Well, shit.She’s not entirely wrong. Looking at her now, I remember the gangly, fuzzy-haired pest she was—back when I called her a “stinky little spider monkey”—and I feel bad.
“Sorry about that.” I grab a pillow to put in my lap, and the way she flinches as if expecting me to pummel her makes the guilt even worse. “I wasn’t around other kids. Spending all day every day with guys didn’t train me well for, uh…” I clear my throat. “Ladyhood.”
She eyes me. “At least you probably understand men better than I do.”
“Psh!I wish.”
She twists one of her pearl stud earrings. “Guess we’re both getting our hearts broken.”
“How do you know about that?” A wave of paranoia goes through me. “Did you see something online? Gossip or whatever?”
She scoffs. “You’re not exactly a Kardashian, Phae. The world doesn’t give a rat’s hiney about your love life.”

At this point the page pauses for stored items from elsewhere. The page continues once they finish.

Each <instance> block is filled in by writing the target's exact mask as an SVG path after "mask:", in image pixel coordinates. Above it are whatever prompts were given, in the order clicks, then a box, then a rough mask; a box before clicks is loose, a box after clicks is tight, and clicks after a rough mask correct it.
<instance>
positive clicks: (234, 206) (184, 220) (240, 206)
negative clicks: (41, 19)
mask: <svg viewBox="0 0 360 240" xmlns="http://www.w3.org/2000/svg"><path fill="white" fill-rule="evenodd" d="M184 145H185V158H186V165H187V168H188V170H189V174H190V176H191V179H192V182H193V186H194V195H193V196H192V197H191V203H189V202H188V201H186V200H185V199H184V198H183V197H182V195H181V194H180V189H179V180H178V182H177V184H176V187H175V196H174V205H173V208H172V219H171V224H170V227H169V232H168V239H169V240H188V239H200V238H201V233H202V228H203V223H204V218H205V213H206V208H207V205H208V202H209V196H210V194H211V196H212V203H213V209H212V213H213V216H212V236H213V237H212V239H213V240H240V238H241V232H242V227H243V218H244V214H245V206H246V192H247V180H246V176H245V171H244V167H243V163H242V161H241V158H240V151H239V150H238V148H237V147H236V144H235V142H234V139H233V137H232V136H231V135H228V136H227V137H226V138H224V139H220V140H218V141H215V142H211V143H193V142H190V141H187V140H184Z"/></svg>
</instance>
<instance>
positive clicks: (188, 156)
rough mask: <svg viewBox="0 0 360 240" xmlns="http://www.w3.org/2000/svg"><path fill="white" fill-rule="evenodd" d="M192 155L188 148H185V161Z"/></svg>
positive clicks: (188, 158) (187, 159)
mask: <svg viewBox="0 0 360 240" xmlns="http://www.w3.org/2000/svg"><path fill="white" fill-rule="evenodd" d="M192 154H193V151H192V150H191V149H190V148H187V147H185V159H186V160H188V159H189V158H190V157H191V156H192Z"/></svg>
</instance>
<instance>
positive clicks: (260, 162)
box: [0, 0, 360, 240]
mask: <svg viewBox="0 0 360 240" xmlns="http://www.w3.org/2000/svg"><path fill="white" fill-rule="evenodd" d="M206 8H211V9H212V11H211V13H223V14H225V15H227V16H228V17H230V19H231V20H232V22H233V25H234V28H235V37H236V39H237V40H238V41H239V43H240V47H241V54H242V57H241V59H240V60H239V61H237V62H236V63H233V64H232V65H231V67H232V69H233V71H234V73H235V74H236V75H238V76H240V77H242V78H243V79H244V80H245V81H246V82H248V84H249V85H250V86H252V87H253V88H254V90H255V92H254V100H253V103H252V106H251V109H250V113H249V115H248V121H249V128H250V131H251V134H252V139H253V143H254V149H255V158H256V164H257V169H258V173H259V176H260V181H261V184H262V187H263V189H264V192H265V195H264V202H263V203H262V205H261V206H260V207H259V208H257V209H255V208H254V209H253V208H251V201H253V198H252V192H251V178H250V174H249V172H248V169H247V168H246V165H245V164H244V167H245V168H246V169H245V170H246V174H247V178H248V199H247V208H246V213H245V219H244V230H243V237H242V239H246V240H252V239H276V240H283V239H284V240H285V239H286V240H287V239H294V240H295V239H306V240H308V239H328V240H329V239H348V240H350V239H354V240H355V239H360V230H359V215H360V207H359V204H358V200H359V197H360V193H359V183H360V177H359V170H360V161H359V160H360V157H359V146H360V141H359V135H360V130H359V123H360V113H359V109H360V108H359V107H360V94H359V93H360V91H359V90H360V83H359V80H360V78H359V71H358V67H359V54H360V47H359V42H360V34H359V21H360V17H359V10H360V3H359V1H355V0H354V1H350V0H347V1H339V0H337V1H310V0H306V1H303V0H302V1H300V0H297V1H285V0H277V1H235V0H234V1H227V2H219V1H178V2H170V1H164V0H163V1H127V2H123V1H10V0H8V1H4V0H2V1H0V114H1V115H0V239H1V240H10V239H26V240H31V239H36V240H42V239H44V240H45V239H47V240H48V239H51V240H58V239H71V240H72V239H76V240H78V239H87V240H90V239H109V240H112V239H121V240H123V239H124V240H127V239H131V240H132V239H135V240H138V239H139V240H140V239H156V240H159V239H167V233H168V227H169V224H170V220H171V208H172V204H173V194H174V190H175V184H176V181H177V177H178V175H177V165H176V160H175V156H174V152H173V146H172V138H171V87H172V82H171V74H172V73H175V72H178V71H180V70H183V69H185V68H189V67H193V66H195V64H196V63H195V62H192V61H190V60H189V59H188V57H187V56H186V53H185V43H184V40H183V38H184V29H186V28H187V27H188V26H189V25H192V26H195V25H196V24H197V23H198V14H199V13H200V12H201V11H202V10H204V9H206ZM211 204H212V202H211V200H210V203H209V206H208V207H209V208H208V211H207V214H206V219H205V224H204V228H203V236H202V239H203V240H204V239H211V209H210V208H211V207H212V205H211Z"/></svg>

I can tell she’s getting a certain satisfaction out of taking me down a peg, so I let her have it as payback for the face squishing.
“I overheard some stuff the day before you got here,” she goes on. “A video call with the, uh, who’s that handsome older guy? The one who sounds like Arnold Schwarzenegger—”
“Klaus.”
“And the short-haired British lady.”
“Reece. Gotcha.” I twist the corner of the pillow. “What’d they say?”
“I just heard the tail end, before they noticed I was around the corner. Daddy sounded tired when he hung up the call, and he said—” She pauses and shoots a look at me. “He said, ‘I am real disappointed.’”
“Fuck.” My stomach flops.
No wonder he hasn’t said a word. I’m sure the last thing he wants to do with this pre-death family reunion is scold meabout the Cosmin debacle. I’ve clearly shut it down, so there’s nothing more to say.
“What else did you hear before they clammed up?”